If our trumpeter can borrow a note from the doomsday trumpet blast, let him sound it now. The dread alarum should make the earth quake to its centre, for the herald is about to address mankind with a summons to which even the purest mortal may be sensible of some faint responding echo in his breast. In many bosoms it will awaken a still small voice more terrible than its own reverberating uproar.

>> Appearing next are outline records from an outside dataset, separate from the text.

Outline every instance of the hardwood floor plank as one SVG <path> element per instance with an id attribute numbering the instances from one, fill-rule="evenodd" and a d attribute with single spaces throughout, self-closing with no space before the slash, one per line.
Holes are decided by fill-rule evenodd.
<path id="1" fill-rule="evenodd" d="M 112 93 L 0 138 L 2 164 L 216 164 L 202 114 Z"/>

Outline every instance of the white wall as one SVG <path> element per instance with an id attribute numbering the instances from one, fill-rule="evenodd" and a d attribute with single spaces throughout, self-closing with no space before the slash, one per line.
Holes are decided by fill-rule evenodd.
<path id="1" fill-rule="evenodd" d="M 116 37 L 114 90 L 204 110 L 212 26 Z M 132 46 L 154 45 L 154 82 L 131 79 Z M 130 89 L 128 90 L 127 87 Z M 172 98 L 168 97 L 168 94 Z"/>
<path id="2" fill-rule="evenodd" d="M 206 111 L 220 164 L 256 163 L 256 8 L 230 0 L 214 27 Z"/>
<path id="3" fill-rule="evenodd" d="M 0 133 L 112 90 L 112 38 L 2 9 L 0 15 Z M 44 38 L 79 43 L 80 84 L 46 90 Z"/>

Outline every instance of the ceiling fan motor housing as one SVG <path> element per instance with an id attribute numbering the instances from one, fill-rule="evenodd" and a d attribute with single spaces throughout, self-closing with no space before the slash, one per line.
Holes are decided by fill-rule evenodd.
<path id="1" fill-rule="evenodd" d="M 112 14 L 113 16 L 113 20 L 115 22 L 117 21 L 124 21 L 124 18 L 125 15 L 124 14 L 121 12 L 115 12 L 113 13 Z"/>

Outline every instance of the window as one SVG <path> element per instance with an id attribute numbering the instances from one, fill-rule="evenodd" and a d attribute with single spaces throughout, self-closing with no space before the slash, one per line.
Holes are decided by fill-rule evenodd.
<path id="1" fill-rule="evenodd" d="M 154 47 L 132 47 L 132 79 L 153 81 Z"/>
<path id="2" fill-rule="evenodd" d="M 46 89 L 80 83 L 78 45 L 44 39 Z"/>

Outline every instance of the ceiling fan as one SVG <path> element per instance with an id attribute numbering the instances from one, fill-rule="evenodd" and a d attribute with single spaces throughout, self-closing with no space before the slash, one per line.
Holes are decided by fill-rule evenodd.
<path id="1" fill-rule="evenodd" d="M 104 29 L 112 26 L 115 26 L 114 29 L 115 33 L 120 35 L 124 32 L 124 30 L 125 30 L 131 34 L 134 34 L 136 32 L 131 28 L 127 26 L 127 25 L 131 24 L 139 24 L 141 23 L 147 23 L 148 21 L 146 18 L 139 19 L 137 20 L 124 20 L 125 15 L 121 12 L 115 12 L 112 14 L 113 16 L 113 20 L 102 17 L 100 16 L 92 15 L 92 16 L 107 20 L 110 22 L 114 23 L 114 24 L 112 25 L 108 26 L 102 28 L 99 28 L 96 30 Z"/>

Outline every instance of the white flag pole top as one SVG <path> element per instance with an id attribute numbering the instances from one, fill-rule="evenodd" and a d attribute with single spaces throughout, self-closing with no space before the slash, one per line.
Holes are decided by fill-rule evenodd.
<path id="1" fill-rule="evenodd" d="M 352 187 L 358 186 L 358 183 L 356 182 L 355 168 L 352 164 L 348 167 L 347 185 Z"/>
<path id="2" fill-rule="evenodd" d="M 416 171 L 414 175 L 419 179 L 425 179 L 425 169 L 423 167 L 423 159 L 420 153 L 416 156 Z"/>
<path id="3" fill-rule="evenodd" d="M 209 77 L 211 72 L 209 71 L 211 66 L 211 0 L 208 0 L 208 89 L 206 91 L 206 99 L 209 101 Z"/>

The hideous appeal has swept around the globe. Come, all ye guilty ones, and rank yourselves in accordance with the brotherhood of crime. This, indeed, is an awful summons. I almost tremble to look at the strange partnerships that begin to be formed, reluctantly, but by the in vincible necessity of like to like in this part of the procession. A forger from the state prison seizes the arm of a distinguished financier. How indignantly does the latter plead his fair reputation upon 'Change, and insist that his operations, by their magnificence of scope, were removed into quite another sphere of morality than those of his pitiful companion! But let him cut the connection if he can. Here comes a murderer with his clanking chains, and pairs himself — horrible to tell — with as pure and upright a man, in all observable respects, as ever partook of the consecrated bread and wine. He is one of those, perchance the most hopeless of all sinners, who practise such an exemplary system of outward duties, that even a deadly crime may be hidden from their own sight and remembrance, under this unreal frostwork. Yet he now finds his place. Why do that pair of flaunting girls, with the pert, affected laugh and the sly leer at the by-standers, intrude themselves into the same rank with yonder decorous matron, and that somewhat prudish maiden? Surely these poor creatures, born to vice as their sole and natural inheritance, can be no fit associates for women who have been guarded round about by all the proprieties of domestic life, and who could not err unless they first created the opportunity. Oh no; it must be merely the impertinence of those unblushing hussies; and we can only wonder how such respectable ladies should have responded to a summons that was not meant for them.